An occasional musket ball hummed past the general, but he paid it no heed, he rarely did, and would be stunned when after a battle someone would point out the number of bullet holes in his coat, a shattered canteen, a bent saber scabbard, a ball clipping his hat. During the blessed times that Martha had stayed with him in winter quarters, if bored, she would rummage through his uniforms for something to darn and then cry out with horror when she discovered another near miss. She would then lecture him sternly, even bringing his staff in on several occasions, yelling at them to keep better watch of their “beloved general.”
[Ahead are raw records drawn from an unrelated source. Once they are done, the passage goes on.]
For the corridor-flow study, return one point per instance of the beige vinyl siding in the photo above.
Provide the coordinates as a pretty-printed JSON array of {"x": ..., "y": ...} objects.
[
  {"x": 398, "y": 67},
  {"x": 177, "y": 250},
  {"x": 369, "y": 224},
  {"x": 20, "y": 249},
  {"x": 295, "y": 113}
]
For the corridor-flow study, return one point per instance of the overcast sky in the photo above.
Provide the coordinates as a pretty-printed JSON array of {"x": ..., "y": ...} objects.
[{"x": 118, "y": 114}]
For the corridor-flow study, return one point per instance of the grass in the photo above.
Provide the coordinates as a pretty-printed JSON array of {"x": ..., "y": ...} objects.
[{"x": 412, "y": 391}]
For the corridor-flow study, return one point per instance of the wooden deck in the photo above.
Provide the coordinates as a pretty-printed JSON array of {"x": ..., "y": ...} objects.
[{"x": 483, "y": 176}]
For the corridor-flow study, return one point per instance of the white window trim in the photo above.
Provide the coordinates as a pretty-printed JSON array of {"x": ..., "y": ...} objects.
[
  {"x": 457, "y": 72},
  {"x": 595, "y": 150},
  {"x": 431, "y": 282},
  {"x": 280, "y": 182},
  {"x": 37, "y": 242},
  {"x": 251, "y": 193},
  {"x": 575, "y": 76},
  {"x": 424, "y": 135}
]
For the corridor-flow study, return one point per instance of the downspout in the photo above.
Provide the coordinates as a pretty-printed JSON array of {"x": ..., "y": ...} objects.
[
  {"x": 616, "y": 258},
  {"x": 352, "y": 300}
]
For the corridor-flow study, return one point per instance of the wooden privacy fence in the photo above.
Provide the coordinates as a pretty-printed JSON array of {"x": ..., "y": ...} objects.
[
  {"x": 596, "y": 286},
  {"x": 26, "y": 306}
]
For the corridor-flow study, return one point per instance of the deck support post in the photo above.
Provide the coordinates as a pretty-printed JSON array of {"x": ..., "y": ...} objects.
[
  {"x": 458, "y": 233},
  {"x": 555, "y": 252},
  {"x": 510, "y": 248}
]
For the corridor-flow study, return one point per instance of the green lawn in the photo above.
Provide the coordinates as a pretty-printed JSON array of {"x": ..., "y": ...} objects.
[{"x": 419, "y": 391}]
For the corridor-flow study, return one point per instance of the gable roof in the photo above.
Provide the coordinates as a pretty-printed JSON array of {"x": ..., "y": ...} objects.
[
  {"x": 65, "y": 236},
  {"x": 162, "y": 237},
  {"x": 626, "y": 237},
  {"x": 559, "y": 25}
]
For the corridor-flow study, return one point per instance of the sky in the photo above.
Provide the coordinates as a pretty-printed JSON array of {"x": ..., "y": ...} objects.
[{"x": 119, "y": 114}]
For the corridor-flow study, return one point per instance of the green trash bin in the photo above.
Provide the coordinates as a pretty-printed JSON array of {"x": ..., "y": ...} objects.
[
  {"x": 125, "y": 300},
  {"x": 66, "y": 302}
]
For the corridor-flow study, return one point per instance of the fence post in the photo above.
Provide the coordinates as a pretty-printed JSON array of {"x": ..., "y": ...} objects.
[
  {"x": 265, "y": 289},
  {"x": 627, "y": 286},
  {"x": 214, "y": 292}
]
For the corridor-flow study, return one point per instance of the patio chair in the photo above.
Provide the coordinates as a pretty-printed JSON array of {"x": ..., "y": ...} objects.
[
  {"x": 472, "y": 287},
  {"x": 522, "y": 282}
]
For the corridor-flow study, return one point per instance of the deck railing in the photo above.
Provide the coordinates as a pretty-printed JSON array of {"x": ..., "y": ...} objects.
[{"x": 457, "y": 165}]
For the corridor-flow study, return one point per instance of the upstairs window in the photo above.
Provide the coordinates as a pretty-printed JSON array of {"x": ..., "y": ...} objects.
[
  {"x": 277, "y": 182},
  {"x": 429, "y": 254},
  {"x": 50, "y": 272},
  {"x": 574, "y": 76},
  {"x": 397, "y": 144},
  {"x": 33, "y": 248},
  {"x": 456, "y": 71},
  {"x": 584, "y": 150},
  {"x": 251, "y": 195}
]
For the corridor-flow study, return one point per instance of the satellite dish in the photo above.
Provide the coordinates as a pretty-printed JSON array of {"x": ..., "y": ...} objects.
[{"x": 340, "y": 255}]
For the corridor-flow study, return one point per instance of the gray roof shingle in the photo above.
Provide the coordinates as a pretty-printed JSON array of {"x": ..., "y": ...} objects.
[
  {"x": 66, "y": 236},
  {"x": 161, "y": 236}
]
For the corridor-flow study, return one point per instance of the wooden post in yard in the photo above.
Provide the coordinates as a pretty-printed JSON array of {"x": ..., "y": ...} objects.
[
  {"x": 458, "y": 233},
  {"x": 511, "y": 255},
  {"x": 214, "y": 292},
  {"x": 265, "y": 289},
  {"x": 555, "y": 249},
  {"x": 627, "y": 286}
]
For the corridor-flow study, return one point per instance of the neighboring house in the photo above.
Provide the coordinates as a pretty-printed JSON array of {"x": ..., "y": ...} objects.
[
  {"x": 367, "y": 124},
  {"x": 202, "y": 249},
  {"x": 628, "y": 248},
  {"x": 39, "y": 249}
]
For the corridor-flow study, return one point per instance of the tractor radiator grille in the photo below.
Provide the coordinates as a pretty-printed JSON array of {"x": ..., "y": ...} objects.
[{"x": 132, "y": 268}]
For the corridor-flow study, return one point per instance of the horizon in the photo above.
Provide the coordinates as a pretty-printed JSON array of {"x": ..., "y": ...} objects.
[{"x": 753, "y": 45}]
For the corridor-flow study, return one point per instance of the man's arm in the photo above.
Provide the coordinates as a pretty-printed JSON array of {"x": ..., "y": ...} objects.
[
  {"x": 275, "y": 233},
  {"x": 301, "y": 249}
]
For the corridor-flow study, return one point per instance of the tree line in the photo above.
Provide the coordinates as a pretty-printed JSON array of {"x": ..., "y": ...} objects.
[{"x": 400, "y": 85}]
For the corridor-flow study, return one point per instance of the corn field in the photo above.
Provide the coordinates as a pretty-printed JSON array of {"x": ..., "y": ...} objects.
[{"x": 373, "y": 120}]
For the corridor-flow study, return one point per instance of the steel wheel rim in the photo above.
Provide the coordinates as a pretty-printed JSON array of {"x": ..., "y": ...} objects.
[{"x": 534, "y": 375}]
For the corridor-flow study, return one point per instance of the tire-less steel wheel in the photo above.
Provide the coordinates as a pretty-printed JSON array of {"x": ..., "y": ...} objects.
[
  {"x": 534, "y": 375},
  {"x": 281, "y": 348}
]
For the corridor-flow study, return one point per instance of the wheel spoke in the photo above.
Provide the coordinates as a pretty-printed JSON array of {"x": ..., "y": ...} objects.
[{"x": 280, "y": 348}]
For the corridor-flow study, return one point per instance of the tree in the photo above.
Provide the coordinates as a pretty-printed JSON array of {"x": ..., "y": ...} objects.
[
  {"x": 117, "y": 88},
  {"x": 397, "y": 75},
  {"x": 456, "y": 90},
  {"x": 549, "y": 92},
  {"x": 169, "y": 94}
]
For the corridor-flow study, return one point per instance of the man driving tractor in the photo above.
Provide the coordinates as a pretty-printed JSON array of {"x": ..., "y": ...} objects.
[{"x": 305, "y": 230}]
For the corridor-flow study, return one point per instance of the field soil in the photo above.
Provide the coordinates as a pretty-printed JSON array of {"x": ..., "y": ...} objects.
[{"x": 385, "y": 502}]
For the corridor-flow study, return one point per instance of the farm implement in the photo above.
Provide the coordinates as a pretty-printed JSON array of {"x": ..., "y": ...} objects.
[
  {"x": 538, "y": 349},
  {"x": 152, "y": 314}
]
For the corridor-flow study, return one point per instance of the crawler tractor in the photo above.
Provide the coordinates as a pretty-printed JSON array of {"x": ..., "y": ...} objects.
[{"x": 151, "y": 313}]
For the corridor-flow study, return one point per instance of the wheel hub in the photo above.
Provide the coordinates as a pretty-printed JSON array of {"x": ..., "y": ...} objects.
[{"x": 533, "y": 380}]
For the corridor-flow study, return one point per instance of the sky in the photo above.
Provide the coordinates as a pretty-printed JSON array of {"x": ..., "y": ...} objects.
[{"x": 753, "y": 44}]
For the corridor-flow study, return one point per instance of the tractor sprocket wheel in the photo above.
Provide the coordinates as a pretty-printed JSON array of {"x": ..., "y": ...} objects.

Of course, old Billy Lee would always side with her and she would lovingly patch his poked clothing. Billy Lee, ever-present, was up to his usual routine of trying to ever so casually move himself between his general and the incoming fire and if confronted too crossly would fall back on the defense. “Sir, Missus Washington, she ordered me to do this, and you and I both know we don’t go against her word.” No one would dare laugh if within his sight, but he knew the response would always draw chuckles behind his back and nods of approval and encouragement from his staff.
Today with Rochambeau by his side, Billy Lee was up to his usual routine, and Washington could not help but note that on Rochambeau’s staff, several were doing the same, though with more than a bit of French bravado, striking heroic poses as in a painting. Though there had been a moment of levity when one ball had nicked the mount of one of his staff, poor animal had its nose badly creased. The animal had bolted off in a panic, finally throwing the now-frightened young officer. Rochambeau, ever the gentleman and concerned officer, had leaped from his mount and gone to the side of the shaken and now thoroughly embarrassed young man. The old line infantry behind them struggling to contain their laughter, while Rochambeau made a great display of praising him, patting him on the back, offering him a drink, and then diplomatically sending him to the rear with some trivial dispatch.